The Matroid Structure of Representative Triple Sets and Triple-Closure Computation

TL;DR

This paper reveals that minimal representative sets of triples form a matroid, enabling efficient computation of tree structures and closures in phylogenetics, with polynomial-time algorithms and improved complexity over previous methods.

Contribution

It demonstrates the matroid structure of minimal representative triple sets and develops polynomial-time algorithms for computing closures and minimal sets in phylogenetic trees.

Findings

Minimal representative triple sets form a matroid.

Minimum representative triple sets can be computed in polynomial time.

The new method improves closure computation complexity by a factor of up to |R||L_R|.

Abstract

The closure $\textrm{cl}(R)$ of a consistent set $R$ of triples (rooted binary trees on three leaves) provides essential information about tree-like relations that are shown by any supertree that displays all triples in $R$. In this contribution, we are concerned with representative triple sets, that is, subsets $R'$ of $R$ with $\textrm{cl}(R') = \textrm{cl}(R)$. In this case, $R'$ still contains all information on the tree structure implied by $R$, although $R'$ might be significantly smaller.
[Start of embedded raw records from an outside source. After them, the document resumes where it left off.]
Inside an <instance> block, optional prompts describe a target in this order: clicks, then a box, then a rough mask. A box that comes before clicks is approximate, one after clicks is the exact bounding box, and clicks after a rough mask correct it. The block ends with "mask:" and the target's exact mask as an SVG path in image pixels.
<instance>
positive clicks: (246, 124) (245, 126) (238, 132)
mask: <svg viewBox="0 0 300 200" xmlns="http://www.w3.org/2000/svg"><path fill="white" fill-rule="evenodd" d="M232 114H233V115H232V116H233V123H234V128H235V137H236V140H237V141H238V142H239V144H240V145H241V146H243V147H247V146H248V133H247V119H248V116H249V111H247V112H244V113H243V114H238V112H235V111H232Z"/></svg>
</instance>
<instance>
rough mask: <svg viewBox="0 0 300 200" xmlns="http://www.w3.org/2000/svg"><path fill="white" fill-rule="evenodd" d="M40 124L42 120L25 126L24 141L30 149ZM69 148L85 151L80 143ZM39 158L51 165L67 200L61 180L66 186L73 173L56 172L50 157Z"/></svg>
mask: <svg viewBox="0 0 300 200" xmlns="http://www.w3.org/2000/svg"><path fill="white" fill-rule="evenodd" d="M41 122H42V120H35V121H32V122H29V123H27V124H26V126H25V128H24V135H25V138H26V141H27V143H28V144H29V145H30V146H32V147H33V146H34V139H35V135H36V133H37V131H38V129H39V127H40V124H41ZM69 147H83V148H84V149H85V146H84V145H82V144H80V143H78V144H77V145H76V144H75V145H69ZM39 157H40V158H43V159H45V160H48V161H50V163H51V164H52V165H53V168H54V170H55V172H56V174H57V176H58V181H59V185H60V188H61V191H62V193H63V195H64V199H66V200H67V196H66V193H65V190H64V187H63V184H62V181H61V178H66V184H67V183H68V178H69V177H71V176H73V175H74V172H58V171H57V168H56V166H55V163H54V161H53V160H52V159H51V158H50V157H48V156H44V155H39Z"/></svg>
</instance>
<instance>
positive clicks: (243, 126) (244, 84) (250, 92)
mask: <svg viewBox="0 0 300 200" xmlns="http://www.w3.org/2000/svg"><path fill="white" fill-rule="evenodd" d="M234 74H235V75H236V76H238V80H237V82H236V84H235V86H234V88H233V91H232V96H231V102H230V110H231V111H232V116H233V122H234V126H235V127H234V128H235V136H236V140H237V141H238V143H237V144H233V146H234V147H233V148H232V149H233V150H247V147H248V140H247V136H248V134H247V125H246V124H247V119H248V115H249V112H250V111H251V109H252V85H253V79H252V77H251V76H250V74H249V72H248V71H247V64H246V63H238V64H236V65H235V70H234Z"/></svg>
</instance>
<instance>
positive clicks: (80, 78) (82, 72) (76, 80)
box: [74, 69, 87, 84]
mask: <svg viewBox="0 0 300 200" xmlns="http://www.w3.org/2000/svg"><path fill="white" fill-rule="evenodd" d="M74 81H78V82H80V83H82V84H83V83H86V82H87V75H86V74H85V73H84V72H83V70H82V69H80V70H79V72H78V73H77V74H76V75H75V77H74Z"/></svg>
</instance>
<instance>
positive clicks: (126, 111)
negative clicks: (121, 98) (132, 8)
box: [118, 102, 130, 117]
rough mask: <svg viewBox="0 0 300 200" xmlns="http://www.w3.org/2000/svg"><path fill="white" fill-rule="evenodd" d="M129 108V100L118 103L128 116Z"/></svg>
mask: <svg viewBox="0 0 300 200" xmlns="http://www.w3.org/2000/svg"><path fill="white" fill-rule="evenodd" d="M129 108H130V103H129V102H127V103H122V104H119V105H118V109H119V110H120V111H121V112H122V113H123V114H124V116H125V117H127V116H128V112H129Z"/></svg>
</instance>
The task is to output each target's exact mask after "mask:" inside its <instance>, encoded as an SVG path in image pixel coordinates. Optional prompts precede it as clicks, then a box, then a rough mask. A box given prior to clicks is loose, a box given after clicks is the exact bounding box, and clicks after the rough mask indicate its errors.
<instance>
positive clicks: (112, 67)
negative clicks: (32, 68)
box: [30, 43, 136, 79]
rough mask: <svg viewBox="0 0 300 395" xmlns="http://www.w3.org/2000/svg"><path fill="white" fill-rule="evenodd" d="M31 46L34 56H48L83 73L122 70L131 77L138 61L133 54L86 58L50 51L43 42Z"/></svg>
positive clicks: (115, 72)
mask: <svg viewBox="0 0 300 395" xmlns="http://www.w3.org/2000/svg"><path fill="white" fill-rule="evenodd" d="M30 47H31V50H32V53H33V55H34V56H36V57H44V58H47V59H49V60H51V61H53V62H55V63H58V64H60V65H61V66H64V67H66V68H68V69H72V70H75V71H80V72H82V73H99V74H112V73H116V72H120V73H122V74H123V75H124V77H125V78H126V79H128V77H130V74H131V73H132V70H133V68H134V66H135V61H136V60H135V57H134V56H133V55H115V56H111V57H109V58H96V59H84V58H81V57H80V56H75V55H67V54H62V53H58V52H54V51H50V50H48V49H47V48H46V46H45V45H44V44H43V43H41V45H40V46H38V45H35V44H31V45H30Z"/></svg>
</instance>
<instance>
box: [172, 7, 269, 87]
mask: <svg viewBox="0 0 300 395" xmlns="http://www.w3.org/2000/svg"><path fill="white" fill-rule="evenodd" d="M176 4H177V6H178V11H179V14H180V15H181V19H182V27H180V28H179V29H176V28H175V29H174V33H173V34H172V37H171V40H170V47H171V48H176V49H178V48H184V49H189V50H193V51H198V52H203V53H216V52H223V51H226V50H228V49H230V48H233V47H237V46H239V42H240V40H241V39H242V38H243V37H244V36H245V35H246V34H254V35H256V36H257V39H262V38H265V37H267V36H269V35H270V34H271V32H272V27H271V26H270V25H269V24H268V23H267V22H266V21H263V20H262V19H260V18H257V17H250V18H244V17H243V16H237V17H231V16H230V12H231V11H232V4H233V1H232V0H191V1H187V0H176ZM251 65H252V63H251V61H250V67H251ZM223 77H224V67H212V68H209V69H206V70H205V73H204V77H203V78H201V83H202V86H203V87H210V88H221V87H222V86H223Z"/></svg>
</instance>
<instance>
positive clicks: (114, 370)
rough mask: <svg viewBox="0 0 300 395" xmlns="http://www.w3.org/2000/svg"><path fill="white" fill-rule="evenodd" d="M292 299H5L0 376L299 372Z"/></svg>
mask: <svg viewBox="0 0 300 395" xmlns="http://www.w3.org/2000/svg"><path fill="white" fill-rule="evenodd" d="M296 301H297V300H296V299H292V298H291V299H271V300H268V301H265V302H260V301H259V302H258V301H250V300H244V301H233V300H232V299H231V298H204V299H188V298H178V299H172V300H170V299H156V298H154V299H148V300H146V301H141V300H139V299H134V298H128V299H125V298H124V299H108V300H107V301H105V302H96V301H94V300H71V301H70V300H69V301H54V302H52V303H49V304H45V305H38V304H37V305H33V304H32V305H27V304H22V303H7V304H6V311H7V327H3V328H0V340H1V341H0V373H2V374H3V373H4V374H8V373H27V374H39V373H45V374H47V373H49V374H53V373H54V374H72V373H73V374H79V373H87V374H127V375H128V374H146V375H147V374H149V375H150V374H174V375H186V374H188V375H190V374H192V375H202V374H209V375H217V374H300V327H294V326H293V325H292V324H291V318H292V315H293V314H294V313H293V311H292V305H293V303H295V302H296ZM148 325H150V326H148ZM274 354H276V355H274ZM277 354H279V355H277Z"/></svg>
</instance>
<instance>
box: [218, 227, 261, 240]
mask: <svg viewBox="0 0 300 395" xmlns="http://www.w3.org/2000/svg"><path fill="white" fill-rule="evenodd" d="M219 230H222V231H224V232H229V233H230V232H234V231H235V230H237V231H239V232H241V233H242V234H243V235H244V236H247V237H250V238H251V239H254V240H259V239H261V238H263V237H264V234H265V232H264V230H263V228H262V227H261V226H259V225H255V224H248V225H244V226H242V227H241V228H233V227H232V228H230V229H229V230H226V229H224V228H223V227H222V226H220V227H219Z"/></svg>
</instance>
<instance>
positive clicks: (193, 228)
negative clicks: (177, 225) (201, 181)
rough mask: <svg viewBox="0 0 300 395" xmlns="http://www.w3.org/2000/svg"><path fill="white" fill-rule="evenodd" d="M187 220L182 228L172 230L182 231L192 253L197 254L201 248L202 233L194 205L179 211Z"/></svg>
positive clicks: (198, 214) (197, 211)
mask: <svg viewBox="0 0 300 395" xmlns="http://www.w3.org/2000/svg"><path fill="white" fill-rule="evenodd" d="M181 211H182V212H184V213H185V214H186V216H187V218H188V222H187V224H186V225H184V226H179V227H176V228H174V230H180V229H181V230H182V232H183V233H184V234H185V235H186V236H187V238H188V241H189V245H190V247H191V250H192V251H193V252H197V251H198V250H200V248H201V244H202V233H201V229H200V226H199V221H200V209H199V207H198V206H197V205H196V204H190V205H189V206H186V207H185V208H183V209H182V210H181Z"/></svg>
We show that representative triple sets that are minimal w.r.t.\ inclusion form the basis of a matroid. This in turn implies that minimal representative triple sets also have minimum cardinality. In particular, the matroid structure can be used to show that minimum representative triple sets can be computed in polynomial time with a simple greedy approach. For a given triple set $R$ that "identifies" a tree, we provide an exact value for the cardinality of its minimum representative triple sets. In addition, we utilize the latter results to provide a novel and efficient method to compute the closure $\textrm{cl}(R)$ of a consistent triple set $R$ that improves the time complexity $\mathcal{O}(|R||L_R|^4)$ of the currently fastest known method proposed by Bryant and Steel (1995). In particular, if a minimum representative triple set for $R$ is given, it can be shown that the time complexity to compute $\textrm{cl}(R)$ can be improved by a factor up to $|R||L_R|$. As it turns out, collections of quartets (unrooted binary trees on four leaves) do not provide a matroid structure, in general.